GNU LibSSP is something like the open-source equivalent of what Windows developers call DEP, or Data Execution Prevention. LibSSP addresses Stack based overflows by inserting Stack Canaries during a function pre-amble, and comparing with a known good value of the stack canary on function exit. The idea being that by placing the guardband before the return address, we can prevent direct code execution by aborting when we see a corrupted canary.

GNU stack protection was first discussed on mailing lists, and via patches, in mid-2001. At the time, only FreeBSD was implementing a stack protection patch. Over the next few years, distributions and packages slowly adopted and adapted the patches, until the current design and implementation of SSP was committed to GNU Glibc/gcc. (Derived from this page and this page).

Additionally, a separate patch (deemed FORTIFY_SOURCE) was added to gcc, and usually lumped in with SSP. This patch adds a lightweight check by the compiler to ensure that common stack-smashing functions (like memcpy, and strcpy) avoid using arguments which will obviously lead to stack overflow.

As with everything in security, GNU LibSSP is no magic bullet. The Stack canaries used must come from somewhere (possibly a random number via rand() OR /dev/random, possibly a fixed value). Additionally, the canary value must be protected from alteration. Finally, we must ensure that the canary is sufficiently difficult to reproduce by a malicious buffer overflow (otherwise, why even bother?). Even worse, LibSSP does nothing to prevent against heap overflows, format string attacks, and any non-stack based exploit. It merely prevents overwrites of the return address frame on the stack.

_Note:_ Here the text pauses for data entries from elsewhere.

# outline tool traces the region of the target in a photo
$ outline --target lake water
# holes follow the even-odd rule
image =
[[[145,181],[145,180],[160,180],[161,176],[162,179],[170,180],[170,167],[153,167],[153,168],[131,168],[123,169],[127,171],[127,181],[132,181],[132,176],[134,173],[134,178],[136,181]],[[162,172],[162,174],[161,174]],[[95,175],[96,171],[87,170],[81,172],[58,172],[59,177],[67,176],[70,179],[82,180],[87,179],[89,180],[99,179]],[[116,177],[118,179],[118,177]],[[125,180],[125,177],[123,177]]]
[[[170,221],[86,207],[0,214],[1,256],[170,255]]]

However, in spite of the above, LibSSP remains a very strong protection for GNU based systems. LibSSP was designed and developed by some of the best and brightest minds in the software world. Clearly, with it being open, and available, quite a bit a scrutiny has been placed on this bit of code.

So, why do we care

LibSSP is one layer in the onion of secure software. Close scrutiny of this layer may reveal potential bypasses, help us design a better system of checks and balances, and give us more overall knowledge of how our system actually works. We may walk away from all of this without a single way of subverting the library. In that case, won't we feel better about it's use? Conversely, if we can find some common scenarios where we can effectively limit its usefulness, perhaps we can design a system which avoids those corner cases as often as possible.